Ambulatory surgery center (ASC) dealmaking activity continues to heat up.
In one of the most recent deals, the private equity-backed Capitol Pain Institute (CPI) acquired Pain Care Surgery of Louisville. Strategically, the transaction adds to CPI’s advanced procedures offerings via spinal cord and peripheral nerve stimulation, interspinous stabilization and fixation, and posterior SI joint fusion.
Financial terms of the transaction were not disclosed.
“We believe that every patient deserves access to the most advanced pain treatments and compassionate, holistic care,” CPI Founder and President Dr. Matt Schocket said in a press release. “We are well-positioned to fulfill this commitment and make a positive impact on the lives of those living with chronic pain in the Louisville area by ensuring patients can receive the highest standard of care.”
CPI is backed by health care-focused PE firm Iron Path Capital. Some of the firm’s other health care investments include anatomic pathology provider Versant Diagnostics and urgent care services provider Emergence Health.
Following its acquisition of Pain Care Surgery of Louisville, CPI has clinics and ASCs across six states: Texas, Ohio, Kentucky, Minnesota, Indiana and Colorado.
CPI’s focus is interventional pain management, helping patients mitigate and manage their chronic-pain conditions through procedures such as spinal cord stimulator implants, among others. Schocket founded the company in Austin, Texas, in 2007.
“This acquisition represents another milestone in CPI’s growth strategy, reinforcing its position as a leading interventional pain management platform,” Iron Path Capital Co-Founder Rob Reistetter said in the release. “We continue to look for the right partners as we expand into new markets, offering valuable resources and collaborating with the top medical professionals to deliver the highest quality care to patients.”

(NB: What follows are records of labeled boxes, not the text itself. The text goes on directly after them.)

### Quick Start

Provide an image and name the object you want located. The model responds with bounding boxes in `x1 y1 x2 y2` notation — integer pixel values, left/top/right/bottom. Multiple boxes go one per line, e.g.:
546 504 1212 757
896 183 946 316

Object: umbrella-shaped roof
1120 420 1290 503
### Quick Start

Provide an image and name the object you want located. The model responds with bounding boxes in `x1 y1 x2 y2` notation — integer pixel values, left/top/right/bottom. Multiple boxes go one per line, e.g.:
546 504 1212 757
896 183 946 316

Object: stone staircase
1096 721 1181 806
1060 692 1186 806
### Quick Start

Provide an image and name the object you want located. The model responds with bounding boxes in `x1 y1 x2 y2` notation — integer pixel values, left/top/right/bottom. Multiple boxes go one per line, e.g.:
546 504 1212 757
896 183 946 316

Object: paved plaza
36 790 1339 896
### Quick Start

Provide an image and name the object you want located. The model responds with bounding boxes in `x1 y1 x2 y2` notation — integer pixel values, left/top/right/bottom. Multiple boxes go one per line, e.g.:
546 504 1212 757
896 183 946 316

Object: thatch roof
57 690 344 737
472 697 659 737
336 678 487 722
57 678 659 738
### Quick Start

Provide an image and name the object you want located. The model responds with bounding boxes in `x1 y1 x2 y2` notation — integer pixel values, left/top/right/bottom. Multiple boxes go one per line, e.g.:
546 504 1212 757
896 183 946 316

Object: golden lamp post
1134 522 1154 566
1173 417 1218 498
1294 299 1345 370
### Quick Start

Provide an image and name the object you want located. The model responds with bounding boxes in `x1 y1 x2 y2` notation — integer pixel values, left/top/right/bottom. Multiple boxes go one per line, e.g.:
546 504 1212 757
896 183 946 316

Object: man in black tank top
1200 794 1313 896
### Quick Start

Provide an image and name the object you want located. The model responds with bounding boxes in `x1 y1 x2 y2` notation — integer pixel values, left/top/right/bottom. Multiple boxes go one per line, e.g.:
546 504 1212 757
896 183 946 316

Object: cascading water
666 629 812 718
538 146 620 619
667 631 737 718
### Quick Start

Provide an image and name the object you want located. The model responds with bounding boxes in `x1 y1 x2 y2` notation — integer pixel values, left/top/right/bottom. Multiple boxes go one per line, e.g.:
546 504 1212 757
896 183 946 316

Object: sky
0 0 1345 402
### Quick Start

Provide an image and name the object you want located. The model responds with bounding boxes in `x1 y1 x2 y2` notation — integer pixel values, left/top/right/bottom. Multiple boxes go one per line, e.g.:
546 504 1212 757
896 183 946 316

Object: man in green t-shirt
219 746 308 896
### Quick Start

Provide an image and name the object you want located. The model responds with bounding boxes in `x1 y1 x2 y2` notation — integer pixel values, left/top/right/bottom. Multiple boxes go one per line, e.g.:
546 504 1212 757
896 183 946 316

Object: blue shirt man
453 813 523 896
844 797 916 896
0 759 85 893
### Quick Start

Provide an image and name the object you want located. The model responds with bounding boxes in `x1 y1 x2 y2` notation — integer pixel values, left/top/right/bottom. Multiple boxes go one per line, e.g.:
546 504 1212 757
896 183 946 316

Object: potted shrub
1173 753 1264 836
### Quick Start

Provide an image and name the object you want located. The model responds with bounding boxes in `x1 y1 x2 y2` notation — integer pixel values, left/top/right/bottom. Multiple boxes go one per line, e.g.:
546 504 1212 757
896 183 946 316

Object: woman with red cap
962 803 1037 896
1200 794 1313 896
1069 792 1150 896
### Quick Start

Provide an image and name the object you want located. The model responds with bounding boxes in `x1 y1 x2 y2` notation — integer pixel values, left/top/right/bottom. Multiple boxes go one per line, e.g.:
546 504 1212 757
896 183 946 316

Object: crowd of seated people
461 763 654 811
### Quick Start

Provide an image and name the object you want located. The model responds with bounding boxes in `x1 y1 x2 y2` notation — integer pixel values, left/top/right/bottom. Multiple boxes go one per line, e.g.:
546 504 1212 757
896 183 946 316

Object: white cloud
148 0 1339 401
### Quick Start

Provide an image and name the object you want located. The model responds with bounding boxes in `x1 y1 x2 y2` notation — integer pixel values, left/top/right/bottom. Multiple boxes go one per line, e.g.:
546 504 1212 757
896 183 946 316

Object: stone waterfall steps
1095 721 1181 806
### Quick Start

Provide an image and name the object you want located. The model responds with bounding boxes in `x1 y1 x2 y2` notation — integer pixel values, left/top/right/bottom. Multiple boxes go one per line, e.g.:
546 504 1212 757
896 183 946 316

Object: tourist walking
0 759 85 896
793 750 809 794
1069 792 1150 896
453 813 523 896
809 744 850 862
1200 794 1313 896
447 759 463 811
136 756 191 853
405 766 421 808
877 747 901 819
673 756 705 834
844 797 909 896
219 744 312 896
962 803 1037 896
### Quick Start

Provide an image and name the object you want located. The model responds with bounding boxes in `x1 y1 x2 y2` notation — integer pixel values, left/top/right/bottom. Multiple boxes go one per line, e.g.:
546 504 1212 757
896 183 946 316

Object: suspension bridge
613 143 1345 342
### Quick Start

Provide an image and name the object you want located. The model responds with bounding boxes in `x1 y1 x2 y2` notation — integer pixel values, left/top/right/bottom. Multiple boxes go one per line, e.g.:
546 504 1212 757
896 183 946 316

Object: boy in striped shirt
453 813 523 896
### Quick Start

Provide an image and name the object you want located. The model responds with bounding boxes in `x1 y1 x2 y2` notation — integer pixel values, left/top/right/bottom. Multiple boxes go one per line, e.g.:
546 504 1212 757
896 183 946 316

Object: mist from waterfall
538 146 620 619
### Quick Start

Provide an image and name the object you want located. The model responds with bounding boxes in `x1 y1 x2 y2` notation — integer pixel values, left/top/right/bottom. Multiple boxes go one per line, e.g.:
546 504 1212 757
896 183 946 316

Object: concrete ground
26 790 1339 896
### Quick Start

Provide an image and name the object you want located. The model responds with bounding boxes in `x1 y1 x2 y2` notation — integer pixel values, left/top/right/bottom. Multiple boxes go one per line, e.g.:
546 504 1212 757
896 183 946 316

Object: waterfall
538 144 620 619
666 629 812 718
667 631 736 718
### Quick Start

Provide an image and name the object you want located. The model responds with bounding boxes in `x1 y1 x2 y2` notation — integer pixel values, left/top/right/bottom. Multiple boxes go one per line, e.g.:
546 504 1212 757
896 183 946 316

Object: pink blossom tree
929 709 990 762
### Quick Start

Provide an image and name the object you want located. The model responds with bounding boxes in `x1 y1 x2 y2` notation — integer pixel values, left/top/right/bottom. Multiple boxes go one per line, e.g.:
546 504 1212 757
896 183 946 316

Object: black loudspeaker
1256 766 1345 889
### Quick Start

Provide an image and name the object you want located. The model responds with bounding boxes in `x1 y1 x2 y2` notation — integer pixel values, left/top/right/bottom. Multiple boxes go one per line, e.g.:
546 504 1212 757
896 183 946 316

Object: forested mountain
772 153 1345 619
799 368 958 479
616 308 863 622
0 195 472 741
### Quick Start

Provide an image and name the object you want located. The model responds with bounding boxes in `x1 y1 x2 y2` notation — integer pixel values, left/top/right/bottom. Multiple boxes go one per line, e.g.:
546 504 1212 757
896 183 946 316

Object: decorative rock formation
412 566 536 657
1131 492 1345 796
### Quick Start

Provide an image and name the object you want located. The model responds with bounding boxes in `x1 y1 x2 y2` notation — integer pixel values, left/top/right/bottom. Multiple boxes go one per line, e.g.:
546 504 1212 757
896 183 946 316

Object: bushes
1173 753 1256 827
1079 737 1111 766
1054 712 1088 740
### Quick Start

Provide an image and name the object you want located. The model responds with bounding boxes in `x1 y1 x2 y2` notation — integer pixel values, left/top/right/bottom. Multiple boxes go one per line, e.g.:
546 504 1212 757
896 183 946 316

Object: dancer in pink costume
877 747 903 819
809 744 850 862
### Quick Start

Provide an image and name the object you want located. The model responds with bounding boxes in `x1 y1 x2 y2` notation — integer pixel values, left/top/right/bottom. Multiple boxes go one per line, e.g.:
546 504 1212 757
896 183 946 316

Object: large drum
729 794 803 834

The purchase of Pain Care Surgery of Louisville is an important one for CPI, partly due to strict certificate-of-need (CON) laws in the Kentucky market that limit de novo ASCs from opening.
CON regulations in health care are meant to prevent too many provider types from operating in a given geography, in turn avoiding market saturation and discouraging bad actors from popping up. For businesses in growth mode, such regulations make M&A essential.
The purchase also made sense for CPI because Pain Care Surgery of Louisville is located near CPI’s other locations in Elizabethtown and South Louisville.
“CPI welcomes non-affiliated physicians and practices that don’t have access to an ASC to use this facility, which will be set up for and cater specifically to interventional pain management,” the press release noted.
There have been several other ASC transactions announced in recent months.
In November, for example, Regent Surgical Health acquired majority ownership in Oregon Surgical Institute.
A month earlier, TriasMD, the parent company of DISC Surgery Centers, acquired California-based Pinnacle Surgery Center.
The large publicly traded ASC companies – such as United Surgical Partners International (USPI), Tenet Healthcare’s (NYSE: THC) ASC business – have been active on the dealmaking front as well.
Despite interest rates remaining high, ASC M&A activity is likely to continue throughout 2024, as the U.S. health care system as a whole collectively works to shift care away from traditional inpatient and high-cost settings.
Health care advisory firm VMG Health emphasized this point in a recently released report.
“The growth opportunities provided by the outpatient care setting will likely continue to attract additional suitors and further drive the growth and consolidation of the sub-industry,” the report stated.